Reviewed by Rajiva Wijesinha

Well over a year ago, I read several books about Sri Lanka by David Cooper, two of them about street dogs and the third, a thriller entitled A Shot on the Beach. I had much enjoyed them so I was delighted when a few weeks ago I was sent yet another thriller by him, just before I went abroad.

I took it with me along with other books, including a book of travel descriptions by D.H. Lawrence which I had already started. This was a happy coincidence, for Cooper’s new book is based on the idea that Lawrence had written about meeting the Prince of Wales who had visited Sri Lanka while Lawrence was in Kandy. Coincidentally, Lawrence had stayed with an American called Earl Brewster who was his travelling companion in Italy to visit the Etruscan tombs that were the subject of the second travelogue in the book I had taken with me.

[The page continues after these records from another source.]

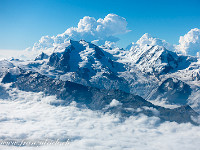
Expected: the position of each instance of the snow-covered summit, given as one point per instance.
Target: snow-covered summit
(148, 40)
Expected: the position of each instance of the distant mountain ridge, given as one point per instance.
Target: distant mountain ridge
(148, 69)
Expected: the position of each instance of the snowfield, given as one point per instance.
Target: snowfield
(32, 116)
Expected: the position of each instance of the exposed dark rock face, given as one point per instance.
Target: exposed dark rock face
(100, 99)
(173, 91)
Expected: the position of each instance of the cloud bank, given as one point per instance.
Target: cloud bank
(35, 117)
(189, 44)
(92, 30)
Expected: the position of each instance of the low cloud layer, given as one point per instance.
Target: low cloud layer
(34, 117)
(189, 44)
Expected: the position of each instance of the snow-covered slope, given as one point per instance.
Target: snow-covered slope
(141, 70)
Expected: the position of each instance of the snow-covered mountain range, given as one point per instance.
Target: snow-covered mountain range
(95, 75)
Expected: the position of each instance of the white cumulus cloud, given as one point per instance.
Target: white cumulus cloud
(189, 44)
(147, 39)
(89, 29)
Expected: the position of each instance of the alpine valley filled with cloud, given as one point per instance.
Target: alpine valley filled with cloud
(80, 88)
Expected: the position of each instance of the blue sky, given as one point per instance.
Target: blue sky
(23, 22)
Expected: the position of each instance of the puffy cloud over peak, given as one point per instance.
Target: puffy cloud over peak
(189, 44)
(92, 30)
(147, 39)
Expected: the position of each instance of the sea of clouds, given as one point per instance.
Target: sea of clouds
(34, 116)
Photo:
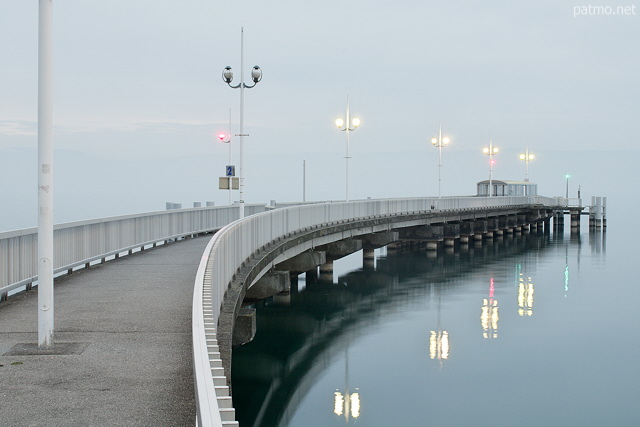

The Prince’s visit had prompted one of Lawrence’s best poems, ‘Elephant’, about the Kandy Perahera when,

Elephants after elephants curl their trunks, vast shadows, and some cry out

As they approach and salaam, under the dripping fire of the torches That pale fragment of a Prince up there, whose motto is _Ich dien_.

Pale, dispirited Prince, with his chin on his hands, his nerves tired out, Watching and hardly seeing the trunk-curl approach and clumsy, knee-lifting salaam

Of the hugest, oldest of beasts in the night and the fire-flare below.

He is royalty, pale and dejected fragment up aloft.

According to Cooper, the Prince was not so tired as all that, and went on to a party where a young lady had been arranged for him. Lawrence had been invited too, and wrote about it, which led to murder, perpetrated by members of a shadowy organisation called The Crossjack Club which provides the novel with its title. Their motives are a fascinating combination of allegiance to the reputation of the British Royal family and angst about social changes in Ceylon which they felt repudiated the imperial legacy.

Finding out what happened and its aftermath devolves upon Philip Drayton, a British writer who had come to Sri Lanka to research into famous writers who had written about their visits to the island, notably Leonard Woolf and Lawrence. A friend who hosted him to dinner on his first night in Kandy had told his fellow guests about this, and one of them spoke to Philip about the possible existence of the Lawrence manuscript. But he is secretive and tells Philip that he will tell him more if he comes to his home near Tangalle.

Action follows, fast and furious, after Philip meets Kingsley Pieris in Tangalle and is told the manuscript does indeed exist. Kingsley  dies before he can reveal more, possibly murdered. Philip is then contacted by Kingsley’s niece Monica,  and between them they solve the mystery, and escape the many dangers they face from a host of strange characters.

The book is a splendid mix of sex and politics with much suspense, the main plot complicated by Kingsley Pieris’s Danish wife who beds any male she comes across. As in Cooper’s previous book the police are remarkably efficient, though the principal guardian angel for Philip and Monica is a confidante of Kingsley who happens to have as a bodyguard a totally competent ‘ex-special forces soldier, specializing in jungle combat during the civil war: he knows more ways of killing a man than you can imagine’.